Violences du capitalisme

Quand il évoque la formation du salariat par l’expropriation violente des paysans pauvres au début de l’Époque moderne, Marx note que « la bourgeoisie naissante ne saurait se passer de l’intervention constante de l’État ; elle s’en sert pour “régler” le salaire, c’est-à-dire pour le déprimer au niveau convenable, pour prolonger la journée de travail et maintenir le travailleur lui-même au degré de dépendance voulu ». Il signale en revanche que, dans la période d’essor du capitalisme, « le travailleur peut être abandonné à l’action des “lois naturelles” de la société, c’est-à-dire à la dépendance du capital, engendrée, garantie et perpétuée par le mécanisme même de la production »*.

Grâce aux luttes ouvrières victorieuses qui ont émaillé la période fordiste du capitalisme (1900-1975), la violence de classe infligée par l’État bourgeois au reste de la société a même été contenue, si ce n’est réduite.

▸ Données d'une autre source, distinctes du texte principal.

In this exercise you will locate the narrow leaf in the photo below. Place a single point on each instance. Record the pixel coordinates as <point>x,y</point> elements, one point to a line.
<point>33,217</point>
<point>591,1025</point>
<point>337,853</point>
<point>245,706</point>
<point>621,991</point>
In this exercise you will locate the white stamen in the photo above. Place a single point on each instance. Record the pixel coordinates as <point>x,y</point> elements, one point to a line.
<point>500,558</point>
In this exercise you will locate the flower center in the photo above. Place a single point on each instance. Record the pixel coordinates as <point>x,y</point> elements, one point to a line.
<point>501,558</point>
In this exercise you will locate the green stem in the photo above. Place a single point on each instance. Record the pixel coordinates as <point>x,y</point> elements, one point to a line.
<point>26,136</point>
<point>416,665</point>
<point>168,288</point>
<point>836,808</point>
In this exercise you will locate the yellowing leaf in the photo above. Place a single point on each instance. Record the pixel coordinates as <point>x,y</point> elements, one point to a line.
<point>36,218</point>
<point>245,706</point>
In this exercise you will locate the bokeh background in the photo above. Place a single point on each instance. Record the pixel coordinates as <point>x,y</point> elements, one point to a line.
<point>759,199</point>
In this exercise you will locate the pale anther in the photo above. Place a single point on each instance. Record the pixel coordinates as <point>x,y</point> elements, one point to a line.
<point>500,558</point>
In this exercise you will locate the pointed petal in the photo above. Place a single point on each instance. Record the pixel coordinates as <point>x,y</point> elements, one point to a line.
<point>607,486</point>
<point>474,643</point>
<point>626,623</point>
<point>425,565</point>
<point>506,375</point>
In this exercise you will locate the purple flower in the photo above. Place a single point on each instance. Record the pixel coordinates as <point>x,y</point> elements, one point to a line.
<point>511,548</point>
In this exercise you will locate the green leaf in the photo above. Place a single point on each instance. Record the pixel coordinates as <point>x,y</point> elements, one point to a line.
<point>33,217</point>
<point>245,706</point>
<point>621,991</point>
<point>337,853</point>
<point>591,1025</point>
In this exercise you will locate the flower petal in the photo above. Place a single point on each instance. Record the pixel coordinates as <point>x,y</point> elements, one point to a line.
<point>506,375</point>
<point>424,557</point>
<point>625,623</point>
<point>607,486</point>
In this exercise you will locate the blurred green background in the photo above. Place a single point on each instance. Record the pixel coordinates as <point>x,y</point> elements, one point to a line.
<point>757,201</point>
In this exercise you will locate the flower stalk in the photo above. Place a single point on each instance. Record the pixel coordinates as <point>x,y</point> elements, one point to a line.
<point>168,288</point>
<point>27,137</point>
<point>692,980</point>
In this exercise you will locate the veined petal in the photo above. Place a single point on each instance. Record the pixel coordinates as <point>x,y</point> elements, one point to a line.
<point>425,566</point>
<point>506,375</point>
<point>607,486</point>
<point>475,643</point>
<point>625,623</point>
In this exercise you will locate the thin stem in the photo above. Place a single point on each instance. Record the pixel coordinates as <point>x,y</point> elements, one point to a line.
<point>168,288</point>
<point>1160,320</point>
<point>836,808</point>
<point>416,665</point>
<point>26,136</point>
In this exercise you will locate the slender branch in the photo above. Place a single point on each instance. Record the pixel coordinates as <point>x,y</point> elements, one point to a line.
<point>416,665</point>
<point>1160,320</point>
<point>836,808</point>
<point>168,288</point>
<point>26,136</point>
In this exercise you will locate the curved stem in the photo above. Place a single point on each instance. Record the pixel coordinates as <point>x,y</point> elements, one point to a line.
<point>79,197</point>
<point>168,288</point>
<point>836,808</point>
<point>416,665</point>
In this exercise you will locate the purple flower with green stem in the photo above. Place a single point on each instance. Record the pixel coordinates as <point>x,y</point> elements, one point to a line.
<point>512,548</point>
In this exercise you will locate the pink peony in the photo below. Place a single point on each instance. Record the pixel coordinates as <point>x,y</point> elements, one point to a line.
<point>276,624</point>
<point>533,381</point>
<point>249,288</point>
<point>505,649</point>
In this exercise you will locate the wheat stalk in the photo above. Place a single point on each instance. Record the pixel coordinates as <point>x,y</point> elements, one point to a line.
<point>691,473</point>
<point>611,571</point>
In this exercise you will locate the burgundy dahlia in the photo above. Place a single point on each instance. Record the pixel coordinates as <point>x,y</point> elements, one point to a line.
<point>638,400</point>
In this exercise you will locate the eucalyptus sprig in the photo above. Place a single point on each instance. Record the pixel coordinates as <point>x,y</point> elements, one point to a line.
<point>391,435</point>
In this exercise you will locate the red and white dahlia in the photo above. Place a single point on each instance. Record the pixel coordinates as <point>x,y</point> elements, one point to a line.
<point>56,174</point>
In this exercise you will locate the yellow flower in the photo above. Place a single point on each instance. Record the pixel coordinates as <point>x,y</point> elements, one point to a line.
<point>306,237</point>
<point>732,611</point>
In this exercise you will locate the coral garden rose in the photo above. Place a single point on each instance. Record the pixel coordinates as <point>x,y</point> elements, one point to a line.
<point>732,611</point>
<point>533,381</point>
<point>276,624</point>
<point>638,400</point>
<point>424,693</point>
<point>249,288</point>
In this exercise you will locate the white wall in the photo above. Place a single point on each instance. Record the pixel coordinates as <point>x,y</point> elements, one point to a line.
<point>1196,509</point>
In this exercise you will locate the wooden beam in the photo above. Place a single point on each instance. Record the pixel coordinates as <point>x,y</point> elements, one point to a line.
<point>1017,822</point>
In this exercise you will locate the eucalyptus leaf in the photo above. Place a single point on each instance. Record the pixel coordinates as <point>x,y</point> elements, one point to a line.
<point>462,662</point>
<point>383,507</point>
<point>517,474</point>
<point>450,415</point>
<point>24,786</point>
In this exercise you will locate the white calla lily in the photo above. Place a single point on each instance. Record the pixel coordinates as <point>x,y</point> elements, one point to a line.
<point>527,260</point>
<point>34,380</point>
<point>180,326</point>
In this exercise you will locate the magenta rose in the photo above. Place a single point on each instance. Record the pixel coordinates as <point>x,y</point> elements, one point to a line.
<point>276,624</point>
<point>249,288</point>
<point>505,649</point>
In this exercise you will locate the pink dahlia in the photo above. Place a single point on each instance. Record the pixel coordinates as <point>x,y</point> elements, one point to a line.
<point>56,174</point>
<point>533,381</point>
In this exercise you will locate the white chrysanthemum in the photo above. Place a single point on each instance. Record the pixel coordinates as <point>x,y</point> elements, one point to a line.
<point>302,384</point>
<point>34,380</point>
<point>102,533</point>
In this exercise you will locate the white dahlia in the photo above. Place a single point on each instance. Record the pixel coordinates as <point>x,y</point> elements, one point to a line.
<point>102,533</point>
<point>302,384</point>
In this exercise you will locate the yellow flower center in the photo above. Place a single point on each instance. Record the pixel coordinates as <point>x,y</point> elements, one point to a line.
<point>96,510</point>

Ce n’est plus le cas depuis l’entrée du capitalisme dans sa phase néo-libérale. On pourrait dès lors enrichir le modèle marxien en faisant valoir que la violence étatique, forte dans la phase de lente maturation du capitalisme, puis globalement moindre dans sa phase d’essor, retrouve de la vigueur dans sa phase d’essoufflement. L’entrée du capitalisme, depuis 2008, dans une crise devenue systémique (subprimes, spirale de l’endettement public, accélération du dérèglement climatique, crise des grands impérialismes…) et les résistances populaires que cette dernière ne peut pas manquer de provoquer ont rendu nécessaire, du point de vue de la classe dominante, un surcroît de violence étatique que l’on constate à peu près partout. C’en est fini de cette forme d’État qui, à défaut d’être bienveillant vis-à-vis des classes populaires, ni même impartial, pouvait donner l’impression de l’être.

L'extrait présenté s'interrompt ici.